Shocked by the December 7, 1941, Empire of Japan attack on Pearl Harbor, Hawaii that propelled the United States into World War II, one government response to the war was the incarceration of thousands of Japanese Americans on the West Coast and the territory of Hawaii. Issei (Japanese-born immigrants who were prohibited by law from becoming U.S. citizens) and Nisei (American-born children who were U.S. citizens by birth) were significantly impacted by war hysteria. More than 120,000 Issei and Nisei were moved, primarily, to War Relocation Authority
camps across the country. These internees shared a common loss of freedom with the thousands of Japanese, German, and Italian Americans and Enemy Aliens detained in Department of Justice (DOJ) camps through the Enemy Alien Control Unit Program. Texas hosted three temporary detention centers in Houston, San Antonio, and Laredo; three DOI Enemy Alien confinement camps administered by the Immigration and Naturalization Service (INS) at Crystal City, Kenedy and Seagoville, and two U.S. Army "temporary confinement camps" at Dodd Field near Fort Sam Houston in San Antonio and Fort Bliss in El Paso.

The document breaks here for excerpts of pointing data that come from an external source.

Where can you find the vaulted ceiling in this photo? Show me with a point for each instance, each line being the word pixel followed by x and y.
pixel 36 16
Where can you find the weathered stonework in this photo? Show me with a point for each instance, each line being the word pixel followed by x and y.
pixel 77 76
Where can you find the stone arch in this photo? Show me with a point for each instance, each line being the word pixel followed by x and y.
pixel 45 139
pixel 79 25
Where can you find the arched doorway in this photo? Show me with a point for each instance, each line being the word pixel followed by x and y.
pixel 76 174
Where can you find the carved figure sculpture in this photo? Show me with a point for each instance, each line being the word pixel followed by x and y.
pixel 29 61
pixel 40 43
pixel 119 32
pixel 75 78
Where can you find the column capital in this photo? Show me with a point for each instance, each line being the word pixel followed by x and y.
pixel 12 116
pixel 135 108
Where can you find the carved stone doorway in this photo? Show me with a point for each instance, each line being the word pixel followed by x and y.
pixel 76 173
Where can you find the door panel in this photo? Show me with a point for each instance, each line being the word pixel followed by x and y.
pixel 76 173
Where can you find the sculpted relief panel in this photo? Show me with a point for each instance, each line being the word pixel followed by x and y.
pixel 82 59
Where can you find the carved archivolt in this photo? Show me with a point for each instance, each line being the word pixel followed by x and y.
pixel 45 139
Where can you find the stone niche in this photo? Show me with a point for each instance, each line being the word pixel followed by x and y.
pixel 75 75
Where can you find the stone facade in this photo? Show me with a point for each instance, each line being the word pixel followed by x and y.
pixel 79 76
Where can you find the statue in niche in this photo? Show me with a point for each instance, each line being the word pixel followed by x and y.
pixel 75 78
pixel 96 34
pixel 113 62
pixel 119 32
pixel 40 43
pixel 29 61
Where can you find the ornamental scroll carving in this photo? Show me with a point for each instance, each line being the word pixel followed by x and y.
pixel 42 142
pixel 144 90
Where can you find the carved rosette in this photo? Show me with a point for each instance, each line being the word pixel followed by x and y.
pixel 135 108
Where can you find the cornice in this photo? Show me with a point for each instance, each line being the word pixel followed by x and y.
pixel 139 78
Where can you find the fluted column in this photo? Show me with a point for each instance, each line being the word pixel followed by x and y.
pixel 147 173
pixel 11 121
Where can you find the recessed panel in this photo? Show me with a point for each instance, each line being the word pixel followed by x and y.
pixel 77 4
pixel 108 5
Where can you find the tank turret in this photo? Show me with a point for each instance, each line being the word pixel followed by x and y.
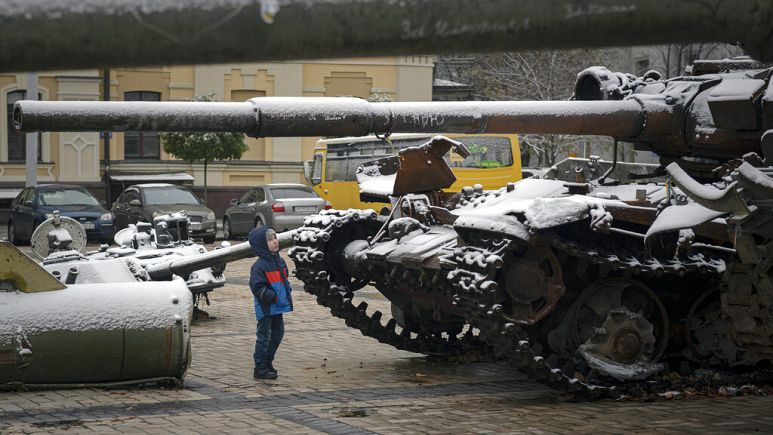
pixel 717 112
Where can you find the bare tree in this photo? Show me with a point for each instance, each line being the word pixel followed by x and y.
pixel 535 75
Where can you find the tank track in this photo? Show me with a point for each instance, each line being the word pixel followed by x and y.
pixel 312 268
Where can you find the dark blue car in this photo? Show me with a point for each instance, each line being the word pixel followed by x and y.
pixel 36 204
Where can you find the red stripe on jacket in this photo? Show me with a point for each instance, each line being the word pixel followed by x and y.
pixel 274 276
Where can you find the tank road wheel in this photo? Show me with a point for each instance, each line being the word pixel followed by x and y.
pixel 709 333
pixel 620 327
pixel 534 285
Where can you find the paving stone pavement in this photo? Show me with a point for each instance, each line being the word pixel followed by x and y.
pixel 334 380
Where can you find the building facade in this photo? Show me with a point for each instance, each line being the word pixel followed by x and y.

The government's authority over Enemy Aliens and, by circumstance, their American-born children came from United Stares Code, Title 50, Section 21, Restraint, Regulation, and Removal, which allowed for the arrest and detention of Enemy Aliens during war. President Franklin D. Roosevelt's Proclamation No. 2525 on December 7, 1941 and Proclamations No. 2526 and No. 2527 on December 8, 1941—modeled on the Enemy Alien Act of 1798—collectively stated,
"All natives, citizens, denizens, or subjects of [Japan, Germany and Italy], being of the age of fourteen years and upward, who shall be in the United States and not actually naturalized, shall be liable to be apprehended, restrained, secured, and removed as alien enemies."

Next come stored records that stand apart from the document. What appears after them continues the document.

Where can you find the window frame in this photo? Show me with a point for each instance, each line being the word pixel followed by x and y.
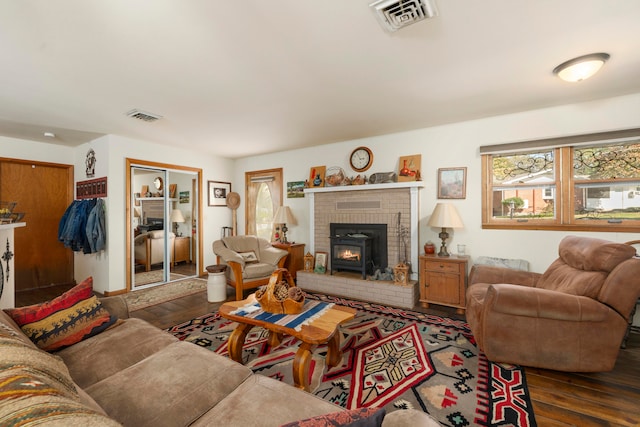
pixel 565 183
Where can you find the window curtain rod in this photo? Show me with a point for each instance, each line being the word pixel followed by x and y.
pixel 573 140
pixel 262 179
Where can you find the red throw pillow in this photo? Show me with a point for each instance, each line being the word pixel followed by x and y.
pixel 70 318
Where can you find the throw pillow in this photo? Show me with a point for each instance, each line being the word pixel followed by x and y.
pixel 70 318
pixel 249 257
pixel 361 417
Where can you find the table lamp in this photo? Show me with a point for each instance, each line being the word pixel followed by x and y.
pixel 176 217
pixel 445 216
pixel 283 216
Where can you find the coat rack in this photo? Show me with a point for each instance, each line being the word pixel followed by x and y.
pixel 91 189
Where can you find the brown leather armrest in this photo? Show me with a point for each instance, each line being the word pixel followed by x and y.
pixel 523 301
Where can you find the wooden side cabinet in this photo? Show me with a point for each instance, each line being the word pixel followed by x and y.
pixel 443 280
pixel 181 249
pixel 295 260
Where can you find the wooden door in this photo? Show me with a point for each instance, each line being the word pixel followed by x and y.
pixel 43 191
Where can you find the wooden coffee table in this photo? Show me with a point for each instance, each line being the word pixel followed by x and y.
pixel 322 330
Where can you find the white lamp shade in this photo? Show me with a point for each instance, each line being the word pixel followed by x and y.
pixel 176 216
pixel 445 215
pixel 284 216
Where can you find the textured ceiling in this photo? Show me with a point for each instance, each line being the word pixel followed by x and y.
pixel 240 78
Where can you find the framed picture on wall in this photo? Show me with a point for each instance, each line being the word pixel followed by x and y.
pixel 320 263
pixel 218 192
pixel 452 183
pixel 295 189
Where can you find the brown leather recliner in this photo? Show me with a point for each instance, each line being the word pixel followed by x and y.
pixel 572 317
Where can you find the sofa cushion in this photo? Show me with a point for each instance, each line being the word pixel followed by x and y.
pixel 37 389
pixel 253 271
pixel 73 316
pixel 590 254
pixel 273 403
pixel 21 361
pixel 112 351
pixel 172 387
pixel 249 257
pixel 361 417
pixel 9 328
pixel 563 278
pixel 242 243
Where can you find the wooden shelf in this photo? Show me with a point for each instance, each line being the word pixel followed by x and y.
pixel 443 281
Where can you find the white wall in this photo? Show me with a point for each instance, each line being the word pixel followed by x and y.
pixel 457 145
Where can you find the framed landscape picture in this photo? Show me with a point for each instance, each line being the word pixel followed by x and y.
pixel 409 168
pixel 218 192
pixel 452 183
pixel 295 189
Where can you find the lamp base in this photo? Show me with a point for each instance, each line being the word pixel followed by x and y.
pixel 443 249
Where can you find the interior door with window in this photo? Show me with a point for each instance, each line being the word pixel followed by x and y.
pixel 264 196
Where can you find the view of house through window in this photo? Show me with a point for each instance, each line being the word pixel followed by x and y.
pixel 582 185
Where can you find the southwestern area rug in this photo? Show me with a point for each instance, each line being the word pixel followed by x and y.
pixel 392 358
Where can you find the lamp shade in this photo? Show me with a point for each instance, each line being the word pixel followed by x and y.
pixel 176 216
pixel 284 216
pixel 445 215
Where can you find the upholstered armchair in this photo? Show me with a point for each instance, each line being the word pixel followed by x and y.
pixel 573 317
pixel 250 259
pixel 149 248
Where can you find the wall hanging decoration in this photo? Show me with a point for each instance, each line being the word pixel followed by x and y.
pixel 218 192
pixel 452 183
pixel 409 168
pixel 295 189
pixel 90 163
pixel 316 176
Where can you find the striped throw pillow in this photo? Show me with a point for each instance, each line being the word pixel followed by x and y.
pixel 70 318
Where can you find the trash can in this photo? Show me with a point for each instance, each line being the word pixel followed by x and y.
pixel 217 283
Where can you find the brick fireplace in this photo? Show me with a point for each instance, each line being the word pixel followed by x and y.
pixel 395 205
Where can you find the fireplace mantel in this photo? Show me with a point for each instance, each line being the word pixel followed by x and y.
pixel 411 188
pixel 390 186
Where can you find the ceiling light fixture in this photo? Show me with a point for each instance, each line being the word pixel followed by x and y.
pixel 581 68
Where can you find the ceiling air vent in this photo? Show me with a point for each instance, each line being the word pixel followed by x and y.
pixel 143 115
pixel 396 14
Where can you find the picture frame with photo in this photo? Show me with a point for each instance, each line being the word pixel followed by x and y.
pixel 295 189
pixel 218 191
pixel 184 197
pixel 409 168
pixel 316 176
pixel 320 262
pixel 452 183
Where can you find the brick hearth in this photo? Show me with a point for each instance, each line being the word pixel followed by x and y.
pixel 352 286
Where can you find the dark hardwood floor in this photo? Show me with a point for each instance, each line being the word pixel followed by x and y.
pixel 559 398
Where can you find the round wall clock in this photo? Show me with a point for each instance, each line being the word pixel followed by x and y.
pixel 361 159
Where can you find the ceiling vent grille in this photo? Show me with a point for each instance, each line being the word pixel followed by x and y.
pixel 143 115
pixel 396 14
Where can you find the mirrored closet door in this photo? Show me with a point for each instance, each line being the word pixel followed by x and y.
pixel 163 231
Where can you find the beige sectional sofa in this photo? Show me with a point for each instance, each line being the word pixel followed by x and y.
pixel 135 374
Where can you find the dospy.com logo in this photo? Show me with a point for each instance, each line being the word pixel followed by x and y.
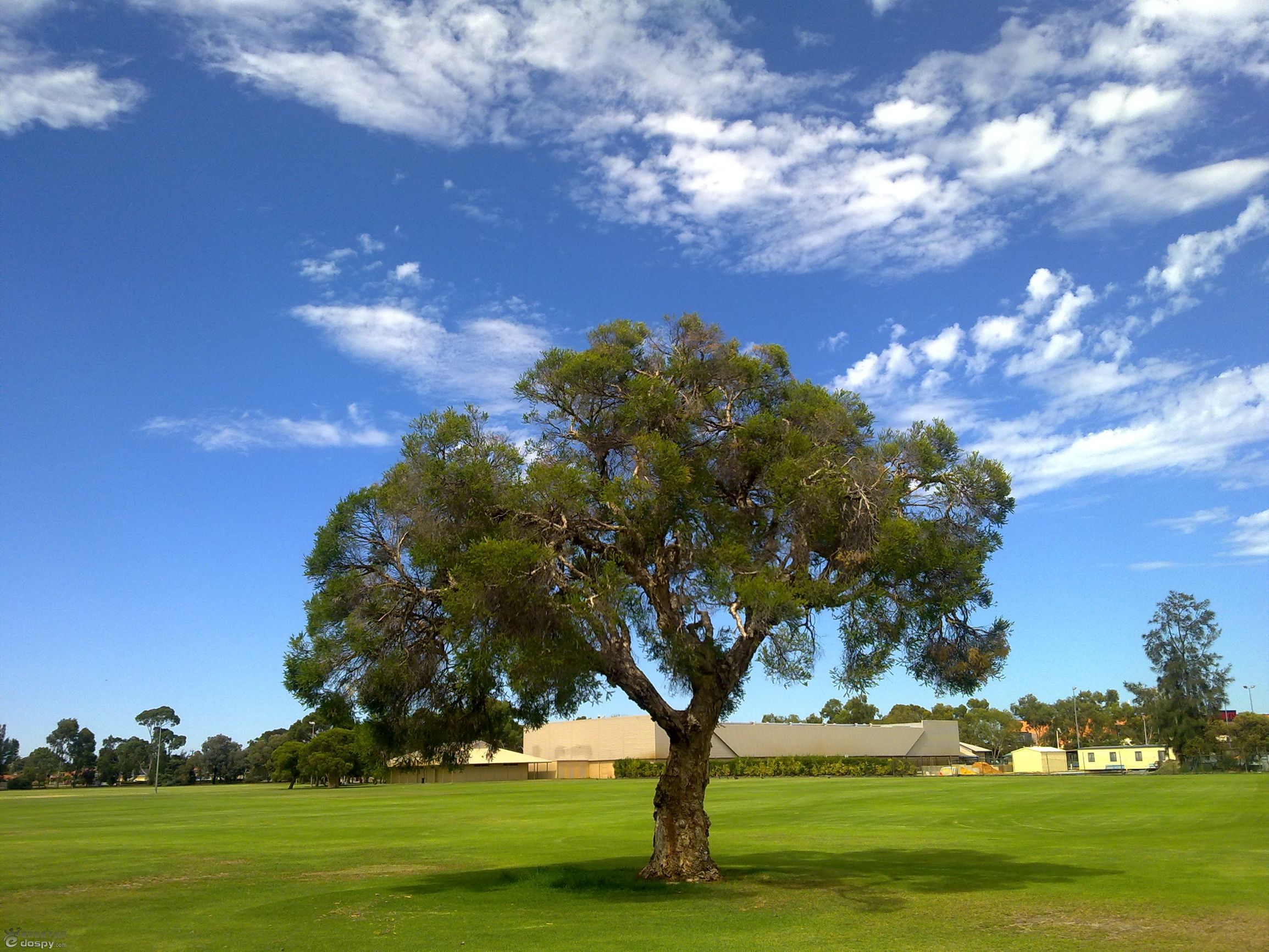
pixel 28 938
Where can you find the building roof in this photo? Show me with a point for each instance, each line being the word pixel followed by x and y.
pixel 480 754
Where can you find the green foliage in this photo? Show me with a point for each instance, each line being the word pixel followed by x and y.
pixel 1249 737
pixel 783 767
pixel 686 501
pixel 8 750
pixel 221 758
pixel 74 745
pixel 1192 680
pixel 41 765
pixel 285 762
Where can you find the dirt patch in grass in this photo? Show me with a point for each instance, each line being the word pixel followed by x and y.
pixel 1231 929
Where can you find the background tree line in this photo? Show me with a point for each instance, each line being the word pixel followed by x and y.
pixel 322 747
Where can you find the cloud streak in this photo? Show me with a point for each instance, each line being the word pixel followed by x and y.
pixel 1084 116
pixel 254 431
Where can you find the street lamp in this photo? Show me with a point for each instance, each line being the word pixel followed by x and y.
pixel 1075 704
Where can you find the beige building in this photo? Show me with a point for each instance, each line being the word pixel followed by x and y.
pixel 1038 761
pixel 590 747
pixel 1127 757
pixel 481 765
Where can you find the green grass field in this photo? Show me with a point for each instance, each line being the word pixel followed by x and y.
pixel 917 864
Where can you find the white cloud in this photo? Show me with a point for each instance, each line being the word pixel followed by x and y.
pixel 480 358
pixel 1198 428
pixel 810 38
pixel 319 269
pixel 407 272
pixel 35 88
pixel 905 114
pixel 942 348
pixel 254 431
pixel 1083 116
pixel 1193 259
pixel 1077 405
pixel 834 342
pixel 1187 524
pixel 1251 535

Prior to these presidential
proclamations, the United States government realized the high probability that it eventually would be involved in war, regardless of the strong isolationist feelings the public generally held prior to December 7, 1941. In preparation, both the DOJ, through the Federal Bureau of Investigation (FBI), and the State Department, through the Special War Problems Program, produced detention lists. This system indexed thousands of people as potentially dangerous individuals in time of war who were residing in the United States and Central and South America. With this questionable legal foundation in place, the FBI began arresting American citizens, and Enemy Aliens from Axis nations in America, as early as the night of December 7, 1941 and placed them in detention centers. By January 1942, all individuals classified as Enemy Aliens were required to register at local post offices. They were fingerprinted, photographed, and required to carry photo-bearing Enemy Alien Registration Cards at all times.

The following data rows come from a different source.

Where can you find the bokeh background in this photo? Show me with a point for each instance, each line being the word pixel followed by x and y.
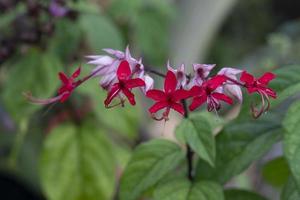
pixel 80 148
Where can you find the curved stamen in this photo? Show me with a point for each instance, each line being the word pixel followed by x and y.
pixel 122 101
pixel 264 107
pixel 35 100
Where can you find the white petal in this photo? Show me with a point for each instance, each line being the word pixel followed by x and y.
pixel 228 71
pixel 102 60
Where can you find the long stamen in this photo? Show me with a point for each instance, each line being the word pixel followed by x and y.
pixel 264 107
pixel 235 82
pixel 35 100
pixel 115 105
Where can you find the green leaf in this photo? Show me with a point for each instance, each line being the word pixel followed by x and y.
pixel 235 194
pixel 276 172
pixel 77 163
pixel 197 133
pixel 100 32
pixel 290 191
pixel 291 142
pixel 36 71
pixel 286 84
pixel 180 188
pixel 239 144
pixel 149 163
pixel 66 39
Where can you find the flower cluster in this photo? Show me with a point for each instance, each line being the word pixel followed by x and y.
pixel 120 73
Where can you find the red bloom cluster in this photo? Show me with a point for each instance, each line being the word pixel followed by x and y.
pixel 120 73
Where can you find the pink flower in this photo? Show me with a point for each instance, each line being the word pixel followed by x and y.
pixel 207 93
pixel 125 84
pixel 230 87
pixel 180 75
pixel 64 92
pixel 260 86
pixel 169 98
pixel 107 66
pixel 201 73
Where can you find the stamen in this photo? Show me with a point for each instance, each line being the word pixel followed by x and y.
pixel 115 105
pixel 38 101
pixel 264 107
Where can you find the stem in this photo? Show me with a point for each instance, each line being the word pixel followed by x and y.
pixel 13 157
pixel 189 151
pixel 153 71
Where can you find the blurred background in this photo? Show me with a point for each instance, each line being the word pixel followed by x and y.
pixel 77 150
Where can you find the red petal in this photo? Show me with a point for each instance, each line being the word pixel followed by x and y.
pixel 65 97
pixel 137 82
pixel 76 73
pixel 63 77
pixel 222 97
pixel 158 106
pixel 247 78
pixel 197 101
pixel 170 82
pixel 129 95
pixel 124 71
pixel 271 93
pixel 178 107
pixel 196 91
pixel 156 95
pixel 112 94
pixel 266 78
pixel 216 81
pixel 180 94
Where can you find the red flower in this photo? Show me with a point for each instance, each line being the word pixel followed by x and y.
pixel 260 86
pixel 124 85
pixel 206 93
pixel 68 84
pixel 169 98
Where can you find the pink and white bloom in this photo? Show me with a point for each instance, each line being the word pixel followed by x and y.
pixel 180 75
pixel 230 87
pixel 201 73
pixel 107 66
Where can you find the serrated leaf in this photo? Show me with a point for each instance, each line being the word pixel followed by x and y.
pixel 290 191
pixel 149 163
pixel 291 141
pixel 180 188
pixel 276 172
pixel 77 163
pixel 36 71
pixel 235 194
pixel 239 144
pixel 100 32
pixel 197 133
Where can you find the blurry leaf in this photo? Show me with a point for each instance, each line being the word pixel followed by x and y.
pixel 66 39
pixel 183 189
pixel 235 194
pixel 291 141
pixel 239 144
pixel 36 71
pixel 198 134
pixel 77 163
pixel 290 191
pixel 276 172
pixel 286 84
pixel 100 32
pixel 123 120
pixel 149 163
pixel 152 35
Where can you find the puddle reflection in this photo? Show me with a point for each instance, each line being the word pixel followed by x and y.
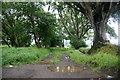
pixel 66 69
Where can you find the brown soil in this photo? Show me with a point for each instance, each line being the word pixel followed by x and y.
pixel 41 70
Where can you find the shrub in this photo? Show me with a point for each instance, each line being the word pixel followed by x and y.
pixel 78 43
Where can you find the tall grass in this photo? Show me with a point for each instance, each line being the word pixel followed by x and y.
pixel 102 58
pixel 13 56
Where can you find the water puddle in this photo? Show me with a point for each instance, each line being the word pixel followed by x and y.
pixel 66 69
pixel 44 63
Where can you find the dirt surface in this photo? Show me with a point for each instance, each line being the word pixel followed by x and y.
pixel 34 70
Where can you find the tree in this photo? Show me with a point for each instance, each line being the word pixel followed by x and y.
pixel 97 13
pixel 32 20
pixel 12 26
pixel 74 22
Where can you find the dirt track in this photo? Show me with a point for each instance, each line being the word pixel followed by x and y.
pixel 34 70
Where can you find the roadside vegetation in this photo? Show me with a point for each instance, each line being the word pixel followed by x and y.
pixel 103 59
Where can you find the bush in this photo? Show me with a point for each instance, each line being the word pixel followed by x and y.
pixel 78 43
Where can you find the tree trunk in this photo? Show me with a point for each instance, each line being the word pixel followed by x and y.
pixel 6 42
pixel 99 35
pixel 36 40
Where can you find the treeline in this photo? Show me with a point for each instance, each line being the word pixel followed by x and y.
pixel 24 22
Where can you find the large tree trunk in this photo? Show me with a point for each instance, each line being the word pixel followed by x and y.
pixel 36 40
pixel 99 35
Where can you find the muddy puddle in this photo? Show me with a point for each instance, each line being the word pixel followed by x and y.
pixel 44 63
pixel 66 69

Early in 1942, the DOJ established a hi-level organization, which handled the individual cases of Enemy Aliens: The Enemy Alien Control Unit in Washington, D.C. and an Enemy Alien Hearing Board with branches located in each of the federal judicial districts of the United States (in Texas boards were held in Houston, Dallas, and San Antonio). Each Enemy Alien Hearing Board consisted
of three civilian members from the local community, one of whom was an attorney. Representatives of the U.S. Attorney for that district, the INS, and the FBI attended each hearing as well. Enemy Aliens taken into custody were brought before an Enemy Alien Hearing Board and were either released, paroled, or interned for the duration of the war.